O comportamento do A. revela também que considerava o contrato de trabalho em vigor, pois tomou a atitude que um trabalhador usualmente toma quando recebe uma nota de culpa com intenção de despedimento – ofereceu a sua resposta, em 24.01.2023, e requereu diligências instrutórias.
Os autos não revelam o que se passou a seguir com esse procedimento disciplinar – a que não será alheio o facto do A. não ter sequer aguardado pela produção das diligências instrutórias por si requeridas, nem pela decisão da empregadora, propondo a presente acção logo a 07.02.2023 (duas semanas após ter exercido o seu direito de defesa), data em que não estava sequer caducado o direito do empregador de aplicar a sanção, por não decurso do prazo de 30 dias a que se refere o art. 357.º n.º 1 do Código do Trabalho.
Enfim, na falta de outros elementos de facto que nos permitam concluir pela ocorrência de um despedimento de facto no dia 09.01.2023, procede nesta parte o recurso, não tendo o A. direito à indemnização de antiguidade e aos salários de tramitação que peticiona, porquanto o seu fundamento legal reside numa declaração de ilicitude do despedimento, que não se demonstrou.

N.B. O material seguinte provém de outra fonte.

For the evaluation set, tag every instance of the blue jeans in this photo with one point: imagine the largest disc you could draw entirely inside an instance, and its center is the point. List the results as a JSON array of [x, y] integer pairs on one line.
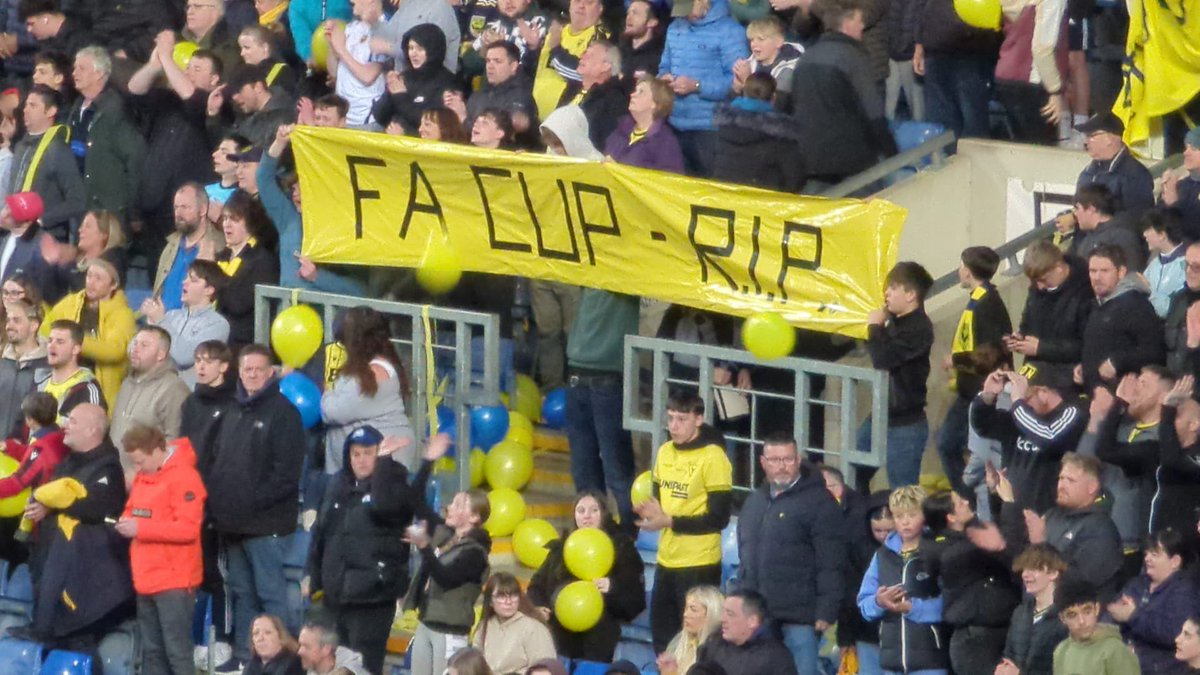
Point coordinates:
[[952, 441], [803, 641], [255, 580], [957, 93], [905, 447], [868, 658], [601, 449]]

Finalmente, quanto à existência de um contrato de trabalho, os factos demonstrados nos pontos 1, 5, 8 e 9, bem como a atitude da Ré, ao iniciar um procedimento disciplinar regulado pelas regras do Código do Trabalho aplicáveis ao despedimento com justa causa, demonstram efectivamente a existência de um contrato de trabalho, para os fins do art. 11.º daquele diploma, porquanto o A. se obrigou, mediante retribuição, a prestar a sua actividade de mestre de embarcação para a Ré, no âmbito da sua organização e sob a autoridade desta.
DECISÃO
Destarte, decide-se conceder parcial provimento ao recurso interposto pela Ré, revogando-se a sentença na parte em que a condenou a pagar ao A. as quantias mencionadas nas alíneas a) e b) do dispositivo (indemnização de antiguidade e salários de tramitação), mantendo-se apenas a condenação que consta da al. c) (retribuições em dívida).
As custas na proporção do decaimento.
Évora, 18 de Dezembro de 2023
Mário Branco Coelho (relator)
Emília Ramos Costa
Paula do Paço
[1] In Código de Processo Civil Anotado, vol. V, pág. 141.
[2] Antunes Varela, Miguel Bezerra e Sampaio e Nora, in Manual de Processo Civil, 1.ª ed., pág. 689.
[3] Publicado em www.dgsi.pt.
[4] Havendo a notar que o Tribunal Constitucional já decidiu “não julgar inconstitucional a interpretação do artigo 47.º, n.º 2, do Código de Processo Civil (na redacção introduzida pela Lei n.º 41/2013, de 26 de Junho), segundo a qual, sendo obrigatória a constituição de advogado, a renúncia ao mandato não produz efeitos enquanto não decorrer o prazo de 20 dias, concedido ao mandante para constituir mandatário” – Acórdão n.º 671/2017, disponível no endereço de Internet daquele Tribunal.
[5] Corrigindo-se, no entanto, a numeração que vinha da sentença recorrida, de modo a evitar a interrupção de parágrafos que ali ocorria entre os pontos 1.9 e 1.10; e entre os pontos 1.20, 1.21 e 1.22.
[6] In Direito do Trabalho, 3.ª ed., 2006, pág. 951.
[7] Neste sentido se pronunciaram os Acórdãos do Supremo Tribunal de Justiça de 17.03.2016 (Proc. 216/14.2TTVRL.G1.S1), de 07.09.2017 (Proc. 2242/14.2TTLSB.L1.S1) e de 11.04.2018 (Proc. 19318/16.4T8PRT.P1.S1), todos disponíveis em www.dgsi.pt.